Interview Benchmarking with T-Strings¶

Reusable timing patterns for demonstrating algorithm performance during live coding. T-strings (PEP 750) separate timing data from presentation --- the same Template renders as human text or structured dict.

Quick Usage¶

from concepts.benchmarking import timed, bench_compare, bench_scaling

# Scoped timing
with timed("bucket sort"):
    result = top_k_frequent(data, k)

# Side-by-side comparison
bench_compare({
    "bucket O(n)":     lambda: top_k_frequent(data, 10),
    "heap O(n log k)": lambda: find_kth_largest(data, 10),
})

# Empirical Big-O verification
bench_scaling(
    lambda n: top_k_frequent(list(range(n)) * 3, 10),
    sizes=[1_000, 10_000, 100_000],
)

The DRY T-String Pattern¶

The key insight: a t-string template captures data and text in a single object. Different renderers produce different output from the same template --- no duplication.

report = t"[bench] {label}: {elapsed_ms:.3f}ms ({elapsed_ns:,}ns)"
print(render(report))        # Human:   [bench] sort: 0.042ms (42,100ns)
data  = as_dict(report)      # Machine: {"label": "sort", "elapsed_ms": 0.042, ...}

benchmarking ¶

Interview benchmarking with Python 3.14 t-strings.

Clean, reusable timing patterns for demonstrating algorithm performance during live coding interviews. T-strings (PEP 750) separate timing data from presentation --- the same Template renders as human-readable text or as a structured dict for programmatic use.

Patterns demonstrated¶

timed() context manager --- scoped wall-clock measurement
bench() --- median-of-N timing for a single callable
bench_compare() --- side-by-side comparison with ratios
bench_scaling() --- empirical Big-O verification

DRY principle¶

Define timing once, use everywhere. T-string templates embody the same idea: define the template once, render it multiple ways (human, dict, CSV). The render() / as_dict() pair demonstrates this --- one Template, two outputs, zero duplication.

Interview tip¶

After implementing a solution, add 3--5 lines of timing to demonstrate you understand performance empirically, not just theoretically::

import time
start = time.perf_counter_ns()
result = top_k_frequent(data, k)
ms = (time.perf_counter_ns() - start) / 1_000_000
report = t"top_k: {ms:.3f}ms for n={len(data):,}"

References¶

PEP 750 t-strings --- https://peps.python.org/pep-0750/
time.perf_counter_ns --- https://docs.python.org/3/library/time.html#time.perf_counter_ns
statistics.median --- https://docs.python.org/3/library/statistics.html

render ¶

render(template: Template) -> str

Render a Template to a plain string --- f-string equivalent.

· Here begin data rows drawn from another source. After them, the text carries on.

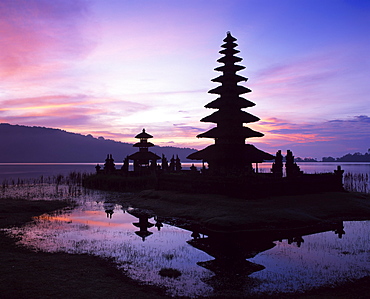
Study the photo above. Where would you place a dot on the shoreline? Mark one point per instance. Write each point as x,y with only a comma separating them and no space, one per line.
43,274
272,215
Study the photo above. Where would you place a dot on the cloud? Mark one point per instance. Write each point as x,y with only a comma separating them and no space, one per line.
37,36
329,138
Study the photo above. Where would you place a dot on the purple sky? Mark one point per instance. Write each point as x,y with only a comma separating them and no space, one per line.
112,67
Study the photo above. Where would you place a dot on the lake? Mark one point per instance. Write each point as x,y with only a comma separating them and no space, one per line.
13,171
107,224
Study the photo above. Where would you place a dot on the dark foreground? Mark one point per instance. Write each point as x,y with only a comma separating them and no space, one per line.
27,274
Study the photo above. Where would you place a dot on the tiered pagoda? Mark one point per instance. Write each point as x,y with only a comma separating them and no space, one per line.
144,159
230,154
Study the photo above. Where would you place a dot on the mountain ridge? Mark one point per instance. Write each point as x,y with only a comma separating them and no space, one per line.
26,144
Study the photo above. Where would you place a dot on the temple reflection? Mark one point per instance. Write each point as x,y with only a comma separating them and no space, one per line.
143,223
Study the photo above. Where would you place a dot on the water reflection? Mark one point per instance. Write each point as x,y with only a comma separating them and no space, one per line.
141,244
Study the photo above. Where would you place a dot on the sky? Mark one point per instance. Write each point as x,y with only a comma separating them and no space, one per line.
110,68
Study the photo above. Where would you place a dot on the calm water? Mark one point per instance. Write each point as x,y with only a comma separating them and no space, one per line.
35,170
106,224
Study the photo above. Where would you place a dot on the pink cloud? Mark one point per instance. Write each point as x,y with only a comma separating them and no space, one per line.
35,33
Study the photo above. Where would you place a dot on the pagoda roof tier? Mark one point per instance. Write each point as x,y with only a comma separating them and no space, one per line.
229,38
229,78
225,101
143,144
229,51
230,68
144,156
242,132
234,90
236,116
229,45
243,152
229,59
143,134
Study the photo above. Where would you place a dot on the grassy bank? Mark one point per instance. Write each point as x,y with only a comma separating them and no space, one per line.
26,274
222,213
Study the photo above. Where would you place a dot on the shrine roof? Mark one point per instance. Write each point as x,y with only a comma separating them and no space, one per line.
225,101
229,90
238,132
144,156
229,78
235,116
244,152
230,68
143,134
143,144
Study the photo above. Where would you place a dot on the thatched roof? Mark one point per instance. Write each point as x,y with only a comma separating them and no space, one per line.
241,132
229,78
236,116
225,101
242,152
143,144
143,134
229,90
144,156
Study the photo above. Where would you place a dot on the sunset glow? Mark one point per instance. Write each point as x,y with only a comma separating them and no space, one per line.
110,68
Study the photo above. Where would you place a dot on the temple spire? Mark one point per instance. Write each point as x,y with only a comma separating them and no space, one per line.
230,154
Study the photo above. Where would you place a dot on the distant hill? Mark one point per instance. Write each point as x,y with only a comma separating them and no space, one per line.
23,144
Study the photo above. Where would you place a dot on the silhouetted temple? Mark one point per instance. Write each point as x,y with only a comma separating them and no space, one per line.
230,154
144,159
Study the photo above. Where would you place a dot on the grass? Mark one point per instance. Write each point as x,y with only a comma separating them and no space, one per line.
221,213
27,274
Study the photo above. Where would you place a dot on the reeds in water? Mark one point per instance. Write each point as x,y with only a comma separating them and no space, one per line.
356,182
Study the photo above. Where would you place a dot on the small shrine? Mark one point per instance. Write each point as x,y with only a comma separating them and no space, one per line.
230,154
144,159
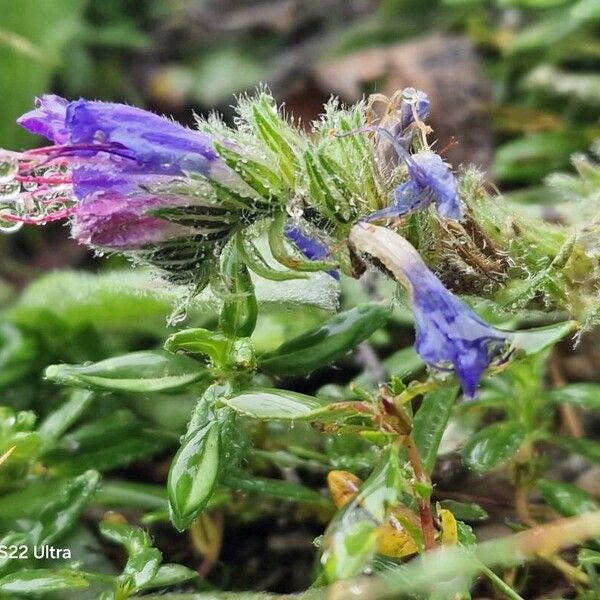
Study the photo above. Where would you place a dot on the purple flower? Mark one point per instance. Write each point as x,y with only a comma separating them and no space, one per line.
104,170
311,247
449,335
430,181
118,222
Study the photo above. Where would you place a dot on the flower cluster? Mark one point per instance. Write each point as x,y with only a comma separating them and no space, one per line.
430,180
449,334
112,169
134,182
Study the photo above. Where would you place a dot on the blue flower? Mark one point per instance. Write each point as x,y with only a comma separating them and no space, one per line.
312,248
105,160
430,181
148,142
414,102
449,335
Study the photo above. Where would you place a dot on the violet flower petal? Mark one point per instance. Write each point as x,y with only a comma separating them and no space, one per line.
312,248
48,118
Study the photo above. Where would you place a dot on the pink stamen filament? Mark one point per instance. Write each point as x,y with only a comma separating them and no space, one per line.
49,180
66,149
57,216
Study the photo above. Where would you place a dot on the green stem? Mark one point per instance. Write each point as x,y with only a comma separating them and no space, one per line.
500,584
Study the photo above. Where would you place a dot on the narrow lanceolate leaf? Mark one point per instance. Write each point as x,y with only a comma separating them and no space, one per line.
170,574
194,473
58,421
200,341
240,310
327,343
17,352
430,422
143,560
274,404
494,445
60,515
532,341
152,371
275,488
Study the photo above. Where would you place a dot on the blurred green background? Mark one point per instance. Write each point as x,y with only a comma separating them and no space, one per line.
515,84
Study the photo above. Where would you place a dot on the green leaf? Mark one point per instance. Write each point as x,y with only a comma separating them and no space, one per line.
143,560
58,421
170,574
465,511
494,445
586,395
17,353
566,499
33,582
327,343
274,404
141,568
200,341
349,550
430,423
61,515
240,310
194,473
586,448
116,299
536,340
106,443
152,371
119,494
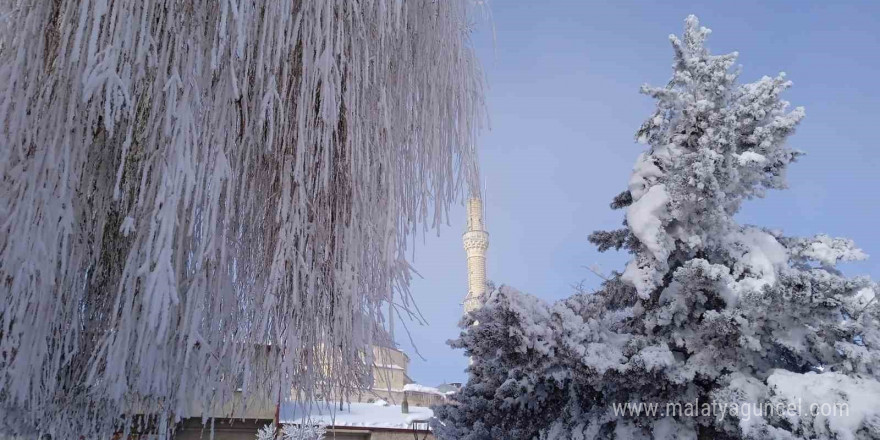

x = 42 render(t"x is {x}") 'x is 42' render(t"pi = {3.14159:.2f}") 'pi = 3.14'

Source code in src/concepts/benchmarking.py

def render(template: Template) -> str:
    """Render a Template to a plain string --- f-string equivalent.

    >>> x = 42
    >>> render(t"x is {x}")
    'x is 42'
    >>> render(t"pi = {3.14159:.2f}")
    'pi = 3.14'
    """
    parts: list[str] = []
    for item in template:
        match item:
            case str() as s:
                parts.append(s)
            case Interpolation(value=v, conversion=c, format_spec=spec):
                parts.append(format(_convert(v, c), spec))
    return "".join(parts)

as_dict ¶

as_dict(template: Template) -> dict[str, object]

Extract interpolation names and values as a structured dict.

Same template, machine-parseable output. Useful for logging bench results or feeding them into a comparison framework.

label = "sort" ms = 1.234 d = as_dict(t"{label}: {ms:.3f}ms") d["label"], d["ms"] ('sort', 1.234)

Source code in src/concepts/benchmarking.py

def as_dict(template: Template) -> dict[str, object]:
    """Extract interpolation names and values as a structured dict.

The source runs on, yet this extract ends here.